|Published||[Gerhardt Altzenbach] Escu. [Cologne, c.1650]|
|Dimensions||Image 238 x 132 mm, Plate 240 x 135 mm, Sheet 345 x 208 mm|
A supremely characterful memento mori engraving by Altzenbach, depicting a skeleton dressed in the finery of a wealthy seventeenth century lady. She stands full-length, wearing a lace-trimmed dress and a broad-brimmed hat garlanded with feathers and flowers. She gathers the folds of her dress with her left arm, an ostrich-feather fan clutched in her bony hand. Her right hand, outstretched, delicately holds a bouquet of wilted flowers, their petals falling as she gestures. At her feet are symbols of her life of wealth and vanity - golden urns, a purse of coins, cosmetic brushes, and a mirror. The skies above her set the scene. Christ pantokrator rests atop a globe, while the angelic hosts of heaven issue forth, sounding the trumpets for the apocalypse. In the churchyard of a ruined city in the background, the dead rise from their graves to face their Judgement. Below the image and enclosed in a scrolled cartouche are two lines of text in Latin, and a translation in German blackletter:
"En Alamodo Helenam, ditemque Levemque Superbam: Ossea Iudicicium quod feret ista strues?" (Behold Helen in the latest fashion, wealthy, fickle, proud: What Judgement will this pile of bones endure?)

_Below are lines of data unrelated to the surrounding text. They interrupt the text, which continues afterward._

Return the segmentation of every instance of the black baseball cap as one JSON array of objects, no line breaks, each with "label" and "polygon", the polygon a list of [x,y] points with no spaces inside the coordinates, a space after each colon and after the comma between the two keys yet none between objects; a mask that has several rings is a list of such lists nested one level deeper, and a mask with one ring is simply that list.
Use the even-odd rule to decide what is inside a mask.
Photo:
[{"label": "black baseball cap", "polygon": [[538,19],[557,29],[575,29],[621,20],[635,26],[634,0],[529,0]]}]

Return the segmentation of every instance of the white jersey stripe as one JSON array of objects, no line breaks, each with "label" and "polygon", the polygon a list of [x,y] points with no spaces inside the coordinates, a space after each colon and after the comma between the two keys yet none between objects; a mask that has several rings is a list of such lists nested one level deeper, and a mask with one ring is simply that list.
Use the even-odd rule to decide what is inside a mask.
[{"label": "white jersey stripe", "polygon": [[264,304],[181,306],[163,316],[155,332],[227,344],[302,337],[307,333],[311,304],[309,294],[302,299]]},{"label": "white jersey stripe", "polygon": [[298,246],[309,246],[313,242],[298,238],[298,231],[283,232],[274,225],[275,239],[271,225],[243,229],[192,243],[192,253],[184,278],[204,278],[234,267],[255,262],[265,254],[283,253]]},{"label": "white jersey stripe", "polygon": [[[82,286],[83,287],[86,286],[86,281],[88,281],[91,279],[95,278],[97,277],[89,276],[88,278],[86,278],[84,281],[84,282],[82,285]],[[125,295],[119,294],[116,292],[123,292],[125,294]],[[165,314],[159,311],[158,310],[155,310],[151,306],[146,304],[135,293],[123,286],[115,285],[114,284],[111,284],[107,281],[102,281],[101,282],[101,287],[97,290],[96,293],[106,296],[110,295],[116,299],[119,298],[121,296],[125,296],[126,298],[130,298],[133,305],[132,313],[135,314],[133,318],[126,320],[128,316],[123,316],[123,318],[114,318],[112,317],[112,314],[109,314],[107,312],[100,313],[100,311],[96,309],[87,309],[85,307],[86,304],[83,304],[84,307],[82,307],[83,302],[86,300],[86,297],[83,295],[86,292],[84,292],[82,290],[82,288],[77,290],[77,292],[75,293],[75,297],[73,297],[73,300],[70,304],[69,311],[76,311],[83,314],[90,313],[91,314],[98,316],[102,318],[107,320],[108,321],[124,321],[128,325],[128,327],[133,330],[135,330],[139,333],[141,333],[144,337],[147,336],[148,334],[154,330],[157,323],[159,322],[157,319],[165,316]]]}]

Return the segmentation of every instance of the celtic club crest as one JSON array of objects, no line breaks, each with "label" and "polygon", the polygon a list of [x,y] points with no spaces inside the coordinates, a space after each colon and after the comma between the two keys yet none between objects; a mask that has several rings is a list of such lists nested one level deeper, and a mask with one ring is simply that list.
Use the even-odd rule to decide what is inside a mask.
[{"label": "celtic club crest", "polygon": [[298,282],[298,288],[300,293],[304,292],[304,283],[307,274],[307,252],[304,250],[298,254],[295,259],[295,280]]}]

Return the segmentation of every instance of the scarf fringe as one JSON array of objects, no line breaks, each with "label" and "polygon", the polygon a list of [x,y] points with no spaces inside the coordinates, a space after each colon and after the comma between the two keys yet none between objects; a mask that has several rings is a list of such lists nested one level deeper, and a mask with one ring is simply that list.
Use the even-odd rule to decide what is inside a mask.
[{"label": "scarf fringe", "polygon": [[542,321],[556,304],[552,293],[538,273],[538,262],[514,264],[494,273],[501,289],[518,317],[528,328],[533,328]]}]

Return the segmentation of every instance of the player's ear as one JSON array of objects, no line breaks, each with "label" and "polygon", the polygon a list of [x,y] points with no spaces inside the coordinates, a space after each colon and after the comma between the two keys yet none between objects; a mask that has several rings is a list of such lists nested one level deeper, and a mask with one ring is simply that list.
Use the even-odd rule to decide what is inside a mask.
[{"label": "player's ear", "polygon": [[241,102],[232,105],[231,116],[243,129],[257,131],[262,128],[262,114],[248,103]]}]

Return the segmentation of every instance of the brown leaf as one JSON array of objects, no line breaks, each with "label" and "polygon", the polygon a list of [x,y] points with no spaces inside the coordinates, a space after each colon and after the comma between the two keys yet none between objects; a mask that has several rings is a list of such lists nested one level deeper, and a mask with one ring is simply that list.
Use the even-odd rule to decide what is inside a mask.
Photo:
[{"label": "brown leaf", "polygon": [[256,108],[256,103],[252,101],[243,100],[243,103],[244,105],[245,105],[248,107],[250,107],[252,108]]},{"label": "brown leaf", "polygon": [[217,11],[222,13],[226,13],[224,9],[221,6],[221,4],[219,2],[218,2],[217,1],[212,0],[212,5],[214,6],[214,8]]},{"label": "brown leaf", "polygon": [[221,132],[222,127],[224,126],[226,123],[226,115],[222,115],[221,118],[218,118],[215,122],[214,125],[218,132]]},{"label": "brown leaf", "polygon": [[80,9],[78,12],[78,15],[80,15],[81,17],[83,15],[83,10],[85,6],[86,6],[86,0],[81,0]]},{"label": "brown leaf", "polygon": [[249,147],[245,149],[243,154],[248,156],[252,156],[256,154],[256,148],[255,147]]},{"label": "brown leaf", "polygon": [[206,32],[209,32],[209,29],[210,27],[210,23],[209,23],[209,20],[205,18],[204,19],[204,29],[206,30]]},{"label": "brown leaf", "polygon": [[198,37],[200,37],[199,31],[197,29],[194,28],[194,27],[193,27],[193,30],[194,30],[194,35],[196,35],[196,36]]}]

"O alamodo Helenna leichtfertig reich stoltz wie ein Phow, Gedenkt an Gottes Gericht behendt, so wirstu han ein gutes Endt." (O Helen à la mode, fashionable, rich, and proud as a peacock, Consider quickly God's Judgement, and you shall make yourself a good End.)
The inscription equates the skeletal woman with the famous Helen, Queen of Sparta, and causus belli for the Greek siege of Troy. Although the engraver's name is scratched from the plate, a matching plate signed by Altzenbach features a male skeleton in similarly rich garb and is entitled 'Munde Paris' - the 'Wordly Paris' - an appropriate mate for Helen à la mode. Though both were in many ways the unwitting pawns in a much larger divine game, the actions of Paris and Helen have traditionally made them the ideal analogues for artistic and literary examinations of worldly vanity and its consequences. For Altzenbach's seventeenth century audience, the use of these classical archetypes was loaded with extra meaning, adding a much greater level of nuance, and warning, to the overt depictions of vanity in the scene.
Gerhardt Altzenbach (c.1590-c.1672) was a German engraver, bookseller, and art dealer, active in Cologne. Styling himself a Heiligentrucker - a printer of religious works - he is best known for his many memento mori and vanitas scenes. His first known work, published in 1612, was a broadside detailing the relics of Aachen, Trier, and Cologne. His son of the same name was also an engraver, and differentiating between works by the two men is difficult.
Condition: Superb dark impression with full margins. Minor ink staining from plate to inscription space. Engraver's name scratched out on plate, as issued. Blank on verso. Framed in an antique frame.